In this work, we propose UniTracker, a three-stage training framework that enables robust and scalable motion tracking across a wide range of human behaviors.
In the first stage, we train a teacher policy with privileged observations to generate high-quality actions.
In the second stage, we introduce a Conditional Variational Autoencoder (CVAE) to model a universal student policy that can be deployed directly on real hardware.
The CVAE structure allows the policy to learn a global latent representation of motion, enhancing generalization to unseen behaviors and addressing the limitations of standard MLP-based policies under partial observations.
Unlike pure MLPs that suffer from drift in global attributes like orientation, our CVAE-student policy incorporates global intent during training by aligning a partial-observation prior to the full-observation encoder.

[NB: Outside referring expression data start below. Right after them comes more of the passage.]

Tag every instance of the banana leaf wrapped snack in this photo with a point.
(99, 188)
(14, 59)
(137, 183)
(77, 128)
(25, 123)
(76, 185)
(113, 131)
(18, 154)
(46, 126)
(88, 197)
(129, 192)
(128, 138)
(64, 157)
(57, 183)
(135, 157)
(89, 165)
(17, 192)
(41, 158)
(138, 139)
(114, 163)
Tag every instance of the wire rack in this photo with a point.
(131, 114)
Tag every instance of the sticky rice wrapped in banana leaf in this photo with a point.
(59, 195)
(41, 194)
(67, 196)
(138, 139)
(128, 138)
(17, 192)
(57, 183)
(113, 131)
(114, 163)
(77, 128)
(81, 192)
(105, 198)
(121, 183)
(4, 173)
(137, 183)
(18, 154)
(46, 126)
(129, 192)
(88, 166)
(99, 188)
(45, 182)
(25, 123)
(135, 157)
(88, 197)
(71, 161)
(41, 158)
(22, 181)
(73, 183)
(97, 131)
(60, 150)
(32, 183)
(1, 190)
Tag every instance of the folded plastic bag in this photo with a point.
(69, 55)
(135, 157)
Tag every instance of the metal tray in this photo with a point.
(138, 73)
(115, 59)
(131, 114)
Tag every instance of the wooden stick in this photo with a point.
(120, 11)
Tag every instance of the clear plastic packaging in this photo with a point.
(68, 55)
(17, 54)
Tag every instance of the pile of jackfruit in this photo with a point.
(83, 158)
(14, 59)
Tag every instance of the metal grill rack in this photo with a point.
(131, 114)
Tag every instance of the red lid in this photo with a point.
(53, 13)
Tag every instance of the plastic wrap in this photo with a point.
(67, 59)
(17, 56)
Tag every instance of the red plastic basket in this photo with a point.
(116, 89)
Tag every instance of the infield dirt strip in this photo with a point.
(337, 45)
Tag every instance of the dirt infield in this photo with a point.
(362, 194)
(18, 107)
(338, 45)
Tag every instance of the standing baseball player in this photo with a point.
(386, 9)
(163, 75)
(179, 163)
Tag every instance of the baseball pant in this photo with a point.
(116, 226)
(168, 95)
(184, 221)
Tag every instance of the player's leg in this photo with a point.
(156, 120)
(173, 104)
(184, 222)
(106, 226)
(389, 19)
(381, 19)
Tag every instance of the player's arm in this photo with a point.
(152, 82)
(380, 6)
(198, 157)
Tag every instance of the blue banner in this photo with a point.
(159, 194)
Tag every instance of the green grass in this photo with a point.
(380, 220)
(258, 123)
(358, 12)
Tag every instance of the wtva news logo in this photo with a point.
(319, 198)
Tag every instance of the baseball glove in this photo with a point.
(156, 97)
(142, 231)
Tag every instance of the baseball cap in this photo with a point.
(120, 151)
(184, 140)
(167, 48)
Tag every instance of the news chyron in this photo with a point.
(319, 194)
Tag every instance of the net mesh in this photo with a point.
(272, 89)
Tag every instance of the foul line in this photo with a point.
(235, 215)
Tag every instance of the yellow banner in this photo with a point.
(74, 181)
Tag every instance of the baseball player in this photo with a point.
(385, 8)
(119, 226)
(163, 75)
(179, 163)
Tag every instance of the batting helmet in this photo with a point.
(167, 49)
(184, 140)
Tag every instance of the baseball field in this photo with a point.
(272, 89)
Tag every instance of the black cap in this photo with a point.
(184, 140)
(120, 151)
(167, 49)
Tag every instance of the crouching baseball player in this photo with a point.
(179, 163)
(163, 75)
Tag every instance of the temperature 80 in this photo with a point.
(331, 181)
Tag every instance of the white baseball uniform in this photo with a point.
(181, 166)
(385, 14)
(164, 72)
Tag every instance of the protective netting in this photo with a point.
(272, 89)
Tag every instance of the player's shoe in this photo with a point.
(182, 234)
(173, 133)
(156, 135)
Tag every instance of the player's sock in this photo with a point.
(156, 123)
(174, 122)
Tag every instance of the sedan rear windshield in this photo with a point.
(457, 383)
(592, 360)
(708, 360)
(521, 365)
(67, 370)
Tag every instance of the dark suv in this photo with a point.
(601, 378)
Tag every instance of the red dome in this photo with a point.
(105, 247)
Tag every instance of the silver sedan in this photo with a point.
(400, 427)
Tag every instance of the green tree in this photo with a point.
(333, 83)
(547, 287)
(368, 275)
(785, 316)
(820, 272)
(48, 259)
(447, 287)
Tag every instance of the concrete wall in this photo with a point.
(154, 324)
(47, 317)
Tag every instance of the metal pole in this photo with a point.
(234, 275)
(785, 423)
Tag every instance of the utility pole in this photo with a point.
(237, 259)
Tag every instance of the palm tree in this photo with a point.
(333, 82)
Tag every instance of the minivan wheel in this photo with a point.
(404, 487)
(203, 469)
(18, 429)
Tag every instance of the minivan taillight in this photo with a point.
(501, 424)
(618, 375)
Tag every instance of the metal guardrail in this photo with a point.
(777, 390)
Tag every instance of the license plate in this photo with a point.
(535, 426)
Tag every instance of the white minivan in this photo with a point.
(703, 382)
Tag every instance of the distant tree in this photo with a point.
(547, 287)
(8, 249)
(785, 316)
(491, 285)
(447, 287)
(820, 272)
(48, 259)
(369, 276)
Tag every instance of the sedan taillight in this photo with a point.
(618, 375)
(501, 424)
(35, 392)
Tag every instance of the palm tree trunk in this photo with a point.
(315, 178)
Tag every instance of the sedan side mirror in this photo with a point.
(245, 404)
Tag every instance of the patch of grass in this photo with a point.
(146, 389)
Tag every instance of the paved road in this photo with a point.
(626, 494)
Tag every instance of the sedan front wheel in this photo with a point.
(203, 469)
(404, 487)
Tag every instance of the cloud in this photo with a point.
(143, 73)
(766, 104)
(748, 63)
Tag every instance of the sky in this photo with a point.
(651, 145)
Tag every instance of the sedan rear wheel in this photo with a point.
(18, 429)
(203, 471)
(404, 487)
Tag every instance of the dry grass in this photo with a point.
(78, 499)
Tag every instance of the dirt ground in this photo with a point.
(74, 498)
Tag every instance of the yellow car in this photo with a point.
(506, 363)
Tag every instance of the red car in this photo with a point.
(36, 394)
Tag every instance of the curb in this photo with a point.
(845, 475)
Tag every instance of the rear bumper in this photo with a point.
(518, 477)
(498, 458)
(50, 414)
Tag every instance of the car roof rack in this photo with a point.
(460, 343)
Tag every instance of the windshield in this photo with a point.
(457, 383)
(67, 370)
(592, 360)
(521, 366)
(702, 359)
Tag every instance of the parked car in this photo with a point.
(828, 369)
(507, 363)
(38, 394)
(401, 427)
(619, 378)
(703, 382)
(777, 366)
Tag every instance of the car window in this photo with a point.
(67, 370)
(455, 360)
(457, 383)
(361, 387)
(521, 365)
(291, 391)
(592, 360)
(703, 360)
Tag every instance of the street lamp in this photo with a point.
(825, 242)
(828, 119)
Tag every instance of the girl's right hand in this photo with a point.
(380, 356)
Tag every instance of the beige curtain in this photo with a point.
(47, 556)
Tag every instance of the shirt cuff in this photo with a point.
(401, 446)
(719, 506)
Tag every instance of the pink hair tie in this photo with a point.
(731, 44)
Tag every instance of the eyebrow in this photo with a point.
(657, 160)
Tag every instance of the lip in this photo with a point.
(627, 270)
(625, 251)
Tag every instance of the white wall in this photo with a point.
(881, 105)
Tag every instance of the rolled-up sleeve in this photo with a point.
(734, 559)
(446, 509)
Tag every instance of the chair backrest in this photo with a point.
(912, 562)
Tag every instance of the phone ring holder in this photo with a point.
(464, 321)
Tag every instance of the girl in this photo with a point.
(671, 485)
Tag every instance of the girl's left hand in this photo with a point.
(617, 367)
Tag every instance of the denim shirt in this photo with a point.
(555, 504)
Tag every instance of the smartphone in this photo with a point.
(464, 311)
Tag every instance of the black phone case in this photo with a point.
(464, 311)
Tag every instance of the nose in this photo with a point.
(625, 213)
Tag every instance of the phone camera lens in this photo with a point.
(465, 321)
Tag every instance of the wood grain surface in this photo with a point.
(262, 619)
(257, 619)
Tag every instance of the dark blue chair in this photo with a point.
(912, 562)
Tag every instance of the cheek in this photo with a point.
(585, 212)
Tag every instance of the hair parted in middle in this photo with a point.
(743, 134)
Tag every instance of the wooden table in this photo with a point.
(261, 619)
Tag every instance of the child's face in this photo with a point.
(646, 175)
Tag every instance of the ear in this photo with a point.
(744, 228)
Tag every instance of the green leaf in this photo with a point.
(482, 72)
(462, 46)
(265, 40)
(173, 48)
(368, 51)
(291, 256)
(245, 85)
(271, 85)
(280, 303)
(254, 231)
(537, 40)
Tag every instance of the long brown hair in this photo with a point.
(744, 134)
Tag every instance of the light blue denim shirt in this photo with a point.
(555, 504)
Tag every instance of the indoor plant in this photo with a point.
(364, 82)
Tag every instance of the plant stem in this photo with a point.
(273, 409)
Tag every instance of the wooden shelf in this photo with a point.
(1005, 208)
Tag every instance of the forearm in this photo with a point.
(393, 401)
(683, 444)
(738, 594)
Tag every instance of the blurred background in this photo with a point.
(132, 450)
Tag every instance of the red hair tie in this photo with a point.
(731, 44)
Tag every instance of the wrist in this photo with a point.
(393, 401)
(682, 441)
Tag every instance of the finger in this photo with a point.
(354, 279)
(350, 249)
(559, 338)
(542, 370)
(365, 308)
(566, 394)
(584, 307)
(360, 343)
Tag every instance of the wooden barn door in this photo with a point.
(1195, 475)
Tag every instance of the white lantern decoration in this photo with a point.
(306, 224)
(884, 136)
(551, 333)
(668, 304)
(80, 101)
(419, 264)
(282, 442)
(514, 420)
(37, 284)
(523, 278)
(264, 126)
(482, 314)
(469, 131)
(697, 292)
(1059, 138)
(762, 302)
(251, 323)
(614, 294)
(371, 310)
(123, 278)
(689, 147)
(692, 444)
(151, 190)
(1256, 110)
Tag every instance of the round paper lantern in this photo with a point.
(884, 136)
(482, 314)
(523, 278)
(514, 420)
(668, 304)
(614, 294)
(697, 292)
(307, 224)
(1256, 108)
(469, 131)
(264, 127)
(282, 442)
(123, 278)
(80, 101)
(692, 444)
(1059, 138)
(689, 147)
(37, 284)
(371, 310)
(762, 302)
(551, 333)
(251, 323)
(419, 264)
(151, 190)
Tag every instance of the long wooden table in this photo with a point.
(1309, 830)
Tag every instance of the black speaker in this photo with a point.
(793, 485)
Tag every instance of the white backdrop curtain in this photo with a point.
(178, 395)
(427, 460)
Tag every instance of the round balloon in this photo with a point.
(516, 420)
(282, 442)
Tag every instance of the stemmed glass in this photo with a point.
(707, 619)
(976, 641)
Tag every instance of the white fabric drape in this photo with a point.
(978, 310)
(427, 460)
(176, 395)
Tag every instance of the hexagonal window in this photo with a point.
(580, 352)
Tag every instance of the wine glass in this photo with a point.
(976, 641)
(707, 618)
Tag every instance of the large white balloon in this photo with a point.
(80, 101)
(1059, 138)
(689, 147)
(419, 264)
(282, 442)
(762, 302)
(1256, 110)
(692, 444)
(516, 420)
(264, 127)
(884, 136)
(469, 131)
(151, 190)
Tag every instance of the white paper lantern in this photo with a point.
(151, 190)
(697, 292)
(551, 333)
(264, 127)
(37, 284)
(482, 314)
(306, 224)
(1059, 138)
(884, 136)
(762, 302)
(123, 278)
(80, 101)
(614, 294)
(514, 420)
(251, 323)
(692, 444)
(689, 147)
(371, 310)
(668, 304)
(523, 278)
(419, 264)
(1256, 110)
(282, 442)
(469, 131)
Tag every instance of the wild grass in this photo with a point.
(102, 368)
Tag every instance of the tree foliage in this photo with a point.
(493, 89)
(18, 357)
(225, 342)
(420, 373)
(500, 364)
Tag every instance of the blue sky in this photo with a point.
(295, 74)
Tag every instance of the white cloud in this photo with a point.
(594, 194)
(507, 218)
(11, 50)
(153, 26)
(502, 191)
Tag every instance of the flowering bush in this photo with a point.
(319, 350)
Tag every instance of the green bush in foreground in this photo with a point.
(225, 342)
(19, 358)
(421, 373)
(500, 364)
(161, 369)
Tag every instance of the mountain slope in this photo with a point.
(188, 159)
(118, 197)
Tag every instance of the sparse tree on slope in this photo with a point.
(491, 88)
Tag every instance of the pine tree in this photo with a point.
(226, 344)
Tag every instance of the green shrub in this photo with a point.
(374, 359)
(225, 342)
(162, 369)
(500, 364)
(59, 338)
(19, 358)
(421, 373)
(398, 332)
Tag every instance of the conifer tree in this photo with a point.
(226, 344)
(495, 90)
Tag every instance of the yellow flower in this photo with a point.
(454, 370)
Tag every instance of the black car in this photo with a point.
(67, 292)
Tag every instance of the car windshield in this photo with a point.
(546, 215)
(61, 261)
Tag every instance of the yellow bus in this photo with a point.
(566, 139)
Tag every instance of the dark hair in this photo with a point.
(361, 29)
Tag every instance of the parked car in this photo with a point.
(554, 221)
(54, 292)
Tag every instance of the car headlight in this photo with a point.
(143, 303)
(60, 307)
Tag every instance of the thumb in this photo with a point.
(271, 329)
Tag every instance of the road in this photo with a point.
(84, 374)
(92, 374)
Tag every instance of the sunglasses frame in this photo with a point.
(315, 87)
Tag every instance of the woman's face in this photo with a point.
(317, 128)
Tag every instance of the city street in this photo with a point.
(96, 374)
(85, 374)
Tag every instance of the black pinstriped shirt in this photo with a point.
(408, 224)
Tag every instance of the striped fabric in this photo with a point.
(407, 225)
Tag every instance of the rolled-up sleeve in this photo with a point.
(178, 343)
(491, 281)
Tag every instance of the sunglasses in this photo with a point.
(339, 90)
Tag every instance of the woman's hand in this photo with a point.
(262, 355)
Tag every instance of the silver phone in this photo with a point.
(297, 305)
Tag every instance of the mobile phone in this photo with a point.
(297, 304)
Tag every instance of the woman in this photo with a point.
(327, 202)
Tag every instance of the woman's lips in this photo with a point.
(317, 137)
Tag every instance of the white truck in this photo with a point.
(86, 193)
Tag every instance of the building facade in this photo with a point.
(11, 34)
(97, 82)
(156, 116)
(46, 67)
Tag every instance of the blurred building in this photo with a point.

In the third stage, we introduce a fast adaptation module that fine-tunes the universal policy on harder motion sequences that are difficult to track directly.
This adaptation can be performed both for single sequences and in batch mode, further showcasing the flexibility and scalability of our approach.
We evaluate UniTracker in both simulation and real-world settings using a Unitree G1 humanoid, demonstrating strong performance in motion diversity, tracking accuracy, and deployment robustness.